This is the last of a series of journal entries documenting life in Gaza during Israel's Operation Pillar of Cloud. Previous entries can be read here. November 20
Another unusual wake-up alarm came with heavier and more intense shelling on the tunnel areas during the first hours of Nov. 20. Another unstoppable wave of fear spread among my family members, and another bundle of fast, strategic tactics and survival procedures overcame my mind.
The sounds of the explosions were deafening, the house constantly shaking with thunder-like airstrikes from F-16 fighter jets. It was more terrifying and threatening than ever and the eyes of everybody in the family widened with the trembling rush of adrenaline.
Gasps of shock were rapidly consuming the vulnerability of hope to survive. A spontaneous volcano of questions erupted and annexed my peace of mind: "Is it the beginning of a ground incursion? Is it the beginning of a nationwide terror? Will our house be targeted? And if not, is it going to keep my family and me safe?"
I needed answers in this matter of life or death.
Majestic was the thought of catching a glimpse of what was happening outside through a nearby window because it was the calm inhaler-dose for that asthmatic horror.
The view from the window made it clear that it was just a "regular" escalation of airstrikes, and I went back to my room to conduct the usual Web investigation of today's situation and tomorrow's destiny.
Good news! Rumors of a ceasefire were all over the news, yet the airstrikes, shelling, and killing of civilians all over Gaza were continuous. November 21
Optimistically, I stayed awake all night long waiting for that lost needle of truce to be found in the war’s haystack.
And the waiting continued until another terrible incident occurred -- an incident that would likely serve as a turning point during this fatalistic war.
On Nov. 21, a bus was bombed in the middle of Tel Aviv shortly after noon. All I felt was numbness within me and all around me. Motionless, I lay in my bed while staring at the ceiling and thinking of the consequences of this bomb attack in the heart of Israel.
The more I thought, the more I felt I was lying in front of the fires of the inflammatory war.
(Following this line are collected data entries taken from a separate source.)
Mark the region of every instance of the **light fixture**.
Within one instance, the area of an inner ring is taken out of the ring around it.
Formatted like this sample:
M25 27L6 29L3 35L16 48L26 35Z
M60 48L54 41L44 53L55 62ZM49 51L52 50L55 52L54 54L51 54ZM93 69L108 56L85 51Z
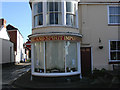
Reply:
M99 38L99 49L103 49L103 45L101 45L101 39Z

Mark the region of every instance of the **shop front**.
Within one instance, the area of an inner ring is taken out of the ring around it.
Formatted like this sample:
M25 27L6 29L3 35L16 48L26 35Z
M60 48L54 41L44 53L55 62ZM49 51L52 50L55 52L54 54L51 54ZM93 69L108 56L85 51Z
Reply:
M81 73L80 35L31 35L32 75L71 76Z

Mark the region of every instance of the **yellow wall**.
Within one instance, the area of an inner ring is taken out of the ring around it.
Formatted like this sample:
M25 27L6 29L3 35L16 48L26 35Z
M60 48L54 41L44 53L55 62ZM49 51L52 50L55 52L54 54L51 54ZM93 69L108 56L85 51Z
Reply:
M118 40L118 26L108 25L107 5L79 5L80 32L82 46L90 44L93 55L93 68L112 69L109 65L109 40ZM103 49L100 50L99 38Z
M47 33L47 32L74 32L79 33L79 29L65 27L65 26L47 26L47 27L40 27L32 30L32 33Z

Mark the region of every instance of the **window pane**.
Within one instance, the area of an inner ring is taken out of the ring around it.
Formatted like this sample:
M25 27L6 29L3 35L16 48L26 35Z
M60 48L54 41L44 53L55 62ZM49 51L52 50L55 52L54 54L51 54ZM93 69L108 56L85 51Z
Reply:
M38 16L35 16L34 18L34 26L37 26L38 25Z
M65 52L67 72L77 71L77 43L67 41Z
M62 24L62 15L61 15L61 13L58 13L58 24L59 25Z
M43 14L39 15L39 25L43 25Z
M46 18L47 25L48 25L48 24L50 24L50 22L49 22L49 21L50 21L50 15L49 15L49 14L47 14L47 18Z
M117 52L117 60L120 60L120 52Z
M66 25L74 26L74 15L66 14Z
M109 14L120 14L120 7L110 7Z
M58 13L55 13L55 24L58 24Z
M120 23L120 15L110 15L110 23Z
M111 60L117 60L116 52L111 52Z
M53 2L47 2L47 7L48 7L47 10L48 10L48 12L54 10L54 8L53 8L54 6L53 5L54 5Z
M44 72L44 43L38 42L34 45L34 67L35 72L43 73Z
M55 24L61 24L61 13L55 13Z
M55 11L58 11L58 2L55 2Z
M47 73L65 72L64 42L46 42L46 71Z
M66 2L66 12L74 13L74 4L71 2Z
M118 50L120 50L120 41L117 42Z
M111 48L111 50L117 50L117 48L116 48L116 41L111 41L110 42L110 48Z
M50 24L54 24L55 22L55 20L54 20L54 13L50 13Z
M55 11L61 11L61 2L55 2Z
M43 12L42 7L43 7L42 2L39 2L39 3L38 3L38 13Z
M37 8L38 8L38 4L34 4L34 15L37 14Z

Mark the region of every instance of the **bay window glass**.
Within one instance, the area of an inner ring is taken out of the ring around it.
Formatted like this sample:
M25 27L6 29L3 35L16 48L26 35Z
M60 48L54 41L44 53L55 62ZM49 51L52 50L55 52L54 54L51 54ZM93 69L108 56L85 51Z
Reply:
M67 72L77 71L77 43L67 41L65 45L65 55Z
M34 22L34 26L37 26L37 25L38 25L38 16L35 16L35 17L34 17L34 21L35 21L35 22Z
M34 68L35 72L44 72L44 42L34 44Z
M38 3L38 13L42 13L43 12L43 4L42 4L42 2L39 2Z
M34 26L43 25L43 3L34 4Z
M66 25L75 27L76 22L76 5L72 2L66 2Z
M46 41L34 44L34 72L71 73L77 71L77 42Z
M38 4L36 3L36 4L34 4L34 15L36 15L37 14L37 11L38 11Z
M66 2L66 12L70 12L72 14L75 13L74 3L72 3L72 2Z
M43 8L44 7L44 8ZM77 27L78 18L77 13L77 4L75 2L55 2L54 0L49 0L47 2L43 1L35 3L33 6L34 12L34 27L46 25L67 25L70 27ZM66 10L62 10L62 9ZM43 11L44 10L44 11ZM64 16L65 15L65 16ZM118 19L118 16L110 16L110 18ZM113 20L113 19L111 19ZM112 21L111 21L112 22Z
M65 72L64 42L46 42L46 71L47 73Z
M75 26L75 16L66 14L66 25Z
M62 24L61 2L47 2L47 24Z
There was a high possibility that the Israeli military operation "Pillar of Cloud" would change into "Pillar on Ground."
The worst would happen; a war that could be unimaginable in its ruthlessness, and indescribable in its brutality.
At that moment, hopeful patience had its toll; my mind was completely obliterated by a missile of tiredness, and sleeping was better than thinking the unthinkable.
At that very moment, I slept uninterested in what would happen next and discouraged to survive this psyche-deteriorating war.
I woke up later amazed at how peacefully I slept; 10 uninterrupted continuous hours of sleep; 10 hours of sleep that felt like a piece of heaven. Yet, I chose to practice what developed into a habit through this war: a Web investigation to inspect this ugly war's updates.
Overwhelmingly, it was all over.
Headlines all over the news channels and websites announced a ceasefire effective at 9 p.m.
No more killing, terror, suffering, mourning, or waiting for death to come.
It was a nightmare that finally came to an end with a death toll of over 170 Gazans and 1,222 wounded; most of them were kids, mothers, wives-to-be, and time-weakened elders.
Happy indeed was I that the war was over, yet terrified because of its unbearable, disastrous madness. Yes, terrified of the times yet to come, terrified of a crazier rematch of the rivals and the intimidating aftermaths of this war.Ahmed Ferwana is a language and literature teacher at the American International School in Gaza.